Methods: A SOP was developed at a single institution to improve screening, referral, and delivery of LDSRT for patients with MF and palpable splenomegaly proceeding to RIC alloHSCT. Palpable splenomegaly (≥5cm 5cm below the costal margin) or spleen size >15cm on imaging (CT or US) was required for referral for consideration of LDSRT. Patients younger than 18, those with prior abdominal, total lymphoid, or total body irradiation (>4Gy) were excluded. Symptomatic splenomegaly was assessed at the time of consultation using the validated 10 question Myeloproliferative Neoplasm Symptom Assessment Form (MPN-SAF TSS) before radiation treatment and at day 90 of follow up. Splenic size (dimensions, volume) was assessed by the radiation oncology team with pre-treatment CT, on d5 (post-treatment cone beam CT), and d90+/- 14 days post-transplant (d90 CT scan preferred but optional). LDSRT started within 3 weeks of simulation and the planning target volume (PTV) was prescribed 5Gy over 5 daily fractions.

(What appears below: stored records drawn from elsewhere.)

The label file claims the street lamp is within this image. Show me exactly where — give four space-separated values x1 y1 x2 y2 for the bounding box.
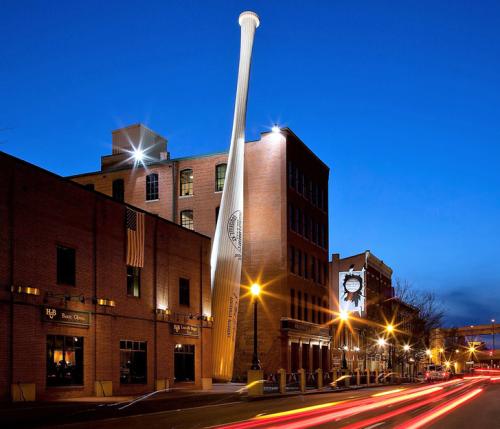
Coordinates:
250 283 261 370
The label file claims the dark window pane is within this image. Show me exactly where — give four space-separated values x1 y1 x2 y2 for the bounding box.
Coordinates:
146 173 159 201
127 266 141 297
181 210 194 229
179 278 189 307
120 340 147 384
57 246 76 286
180 169 193 197
113 179 125 202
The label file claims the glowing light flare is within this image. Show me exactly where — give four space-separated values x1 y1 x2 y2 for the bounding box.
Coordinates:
396 388 483 429
250 283 260 296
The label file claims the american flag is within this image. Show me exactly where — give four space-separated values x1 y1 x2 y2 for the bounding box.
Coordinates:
125 207 144 268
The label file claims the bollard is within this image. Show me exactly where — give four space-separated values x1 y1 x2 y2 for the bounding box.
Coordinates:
278 368 286 393
316 368 323 389
298 368 306 392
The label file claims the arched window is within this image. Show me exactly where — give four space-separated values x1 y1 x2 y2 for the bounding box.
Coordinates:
215 164 227 192
146 173 158 201
181 210 194 229
180 168 193 197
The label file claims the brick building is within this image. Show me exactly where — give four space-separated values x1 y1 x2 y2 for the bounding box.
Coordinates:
72 124 330 379
330 250 418 373
0 152 212 400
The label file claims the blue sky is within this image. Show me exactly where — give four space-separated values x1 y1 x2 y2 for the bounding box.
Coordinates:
0 0 500 324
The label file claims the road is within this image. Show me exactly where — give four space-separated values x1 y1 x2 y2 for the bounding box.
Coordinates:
61 376 500 429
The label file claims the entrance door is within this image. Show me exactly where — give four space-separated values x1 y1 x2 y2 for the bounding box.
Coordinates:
174 344 194 383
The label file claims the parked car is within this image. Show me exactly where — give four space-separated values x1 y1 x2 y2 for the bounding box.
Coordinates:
425 365 450 382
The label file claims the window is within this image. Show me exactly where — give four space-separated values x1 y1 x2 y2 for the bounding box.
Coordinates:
297 250 302 276
181 210 194 229
297 291 302 320
57 246 76 286
215 206 220 226
215 164 227 192
304 293 309 322
179 278 189 307
127 266 141 298
146 173 159 201
120 340 148 384
113 179 125 202
47 335 83 386
180 169 193 197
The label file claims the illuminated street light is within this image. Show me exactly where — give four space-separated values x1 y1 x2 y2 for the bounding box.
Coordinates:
250 283 261 370
250 283 260 297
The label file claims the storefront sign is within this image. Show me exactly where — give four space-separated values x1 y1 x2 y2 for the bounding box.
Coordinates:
42 307 90 328
170 323 200 337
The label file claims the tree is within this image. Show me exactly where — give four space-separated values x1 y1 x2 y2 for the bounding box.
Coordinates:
394 279 444 338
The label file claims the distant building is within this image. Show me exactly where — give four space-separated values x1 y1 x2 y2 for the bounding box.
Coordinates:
71 124 330 379
0 152 212 400
330 250 418 374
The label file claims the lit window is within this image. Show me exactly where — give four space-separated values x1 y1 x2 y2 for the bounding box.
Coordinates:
146 173 158 201
215 164 227 192
181 210 194 229
180 169 193 197
113 179 125 202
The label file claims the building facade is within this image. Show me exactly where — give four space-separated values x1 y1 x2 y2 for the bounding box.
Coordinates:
330 250 418 375
0 153 212 400
68 124 330 379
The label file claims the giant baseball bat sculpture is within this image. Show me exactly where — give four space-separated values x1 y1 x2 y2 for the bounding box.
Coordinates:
210 12 259 381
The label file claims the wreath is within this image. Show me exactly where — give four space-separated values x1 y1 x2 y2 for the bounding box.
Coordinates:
343 274 363 307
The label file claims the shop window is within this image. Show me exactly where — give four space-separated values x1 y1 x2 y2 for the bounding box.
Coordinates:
113 179 125 202
120 340 148 384
180 168 193 197
215 164 227 192
179 278 189 307
47 335 83 386
181 210 194 229
174 344 194 382
127 266 141 298
146 173 159 201
57 246 76 286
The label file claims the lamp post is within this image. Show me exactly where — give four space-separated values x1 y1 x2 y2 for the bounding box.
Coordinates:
250 283 261 370
385 323 394 370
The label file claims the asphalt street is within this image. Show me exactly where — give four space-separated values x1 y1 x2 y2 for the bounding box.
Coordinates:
52 376 500 429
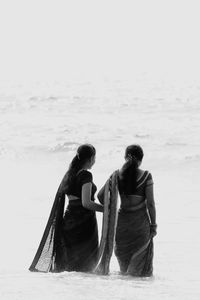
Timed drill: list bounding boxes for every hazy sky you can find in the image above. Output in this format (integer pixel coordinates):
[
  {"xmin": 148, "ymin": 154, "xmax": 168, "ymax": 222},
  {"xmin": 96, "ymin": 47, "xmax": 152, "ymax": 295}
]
[{"xmin": 0, "ymin": 0, "xmax": 200, "ymax": 80}]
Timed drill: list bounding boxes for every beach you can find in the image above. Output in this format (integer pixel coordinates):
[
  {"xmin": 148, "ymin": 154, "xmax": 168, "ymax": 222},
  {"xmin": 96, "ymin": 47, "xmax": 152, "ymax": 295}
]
[{"xmin": 0, "ymin": 79, "xmax": 200, "ymax": 300}]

A cone beam (CBCT) was performed on d1, d5. A CBC was collected prior to treatment on d1, d3, and d5 of radiation treatment. Feasibility was determined by completion of the SOP followed by alloHSCT within 10 days of LDSRT. Additional outcomes included safety and tolerability, improvement in symptomatic splenomegaly (MPN-SAF TSS), splenic size, and transplant related outcomes including engraftment rate and time, overall survival, and non-relapse mortality. Outcomes are reported using descriptive statistics.

Results: A prespecified interim analysis was performed for 10 patients treated between June 2023- July 2024. The median pre-treatment spleen size assessed by simulation CT was 1806 cc (volume) and 21.7 cm (greatest diameter), with an average splenic density of 37.1 HU. Seven patients had ruxolitinib-resistant splenomegaly. No significant changes in thrombocytopenia grade were observed during radiation treatment compared with baseline. All 10 patients successfully completed the SOP without treatment interruption or delay and proceeded to alloHSCT as planned within 6 +/- 1.9 days (median) of completion of LDSRT. All 10 patients successfully completed engraftment within 19 +/- 3.8 days of transplant (median, standard dev). Four patients experienced acute GVHD (maximum grade 3 skin) and 2 patients experienced chronic GVHD. Spleen size was reduced following LDSRT, as demonstrated by a reduction in splenic volume on Day 5 CBCT by 15.9% (median, range=7-39% decrease) and by day 90, 52.6% (median, range=decrease 70%-+31%). Symptomatic splenomegaly was improved as assessed by comparing pre-splenic RT and D90 post-transplant MPN-SAF-TSS scores; a median score improvement of 20 points was observed. At a median last follow up of 297 days (range: 83-335), 10/10 patients were alive without relapse.

Conclusion: Interim analysis of a SOP for LDSRT for patients with MF is safe, feasible, and resulted in reduction in spleen size and patient reported symptomatic splenomegaly when combined with alloHSCT. Standardization of combination therapies which improve patient quality of life without compromising treatment outcomes is important for patients with rare diseases such as MF.

Disclosures: Shomali: Blueprint Medicines: Research Funding; Incyte Inc: Consultancy, Research Funding.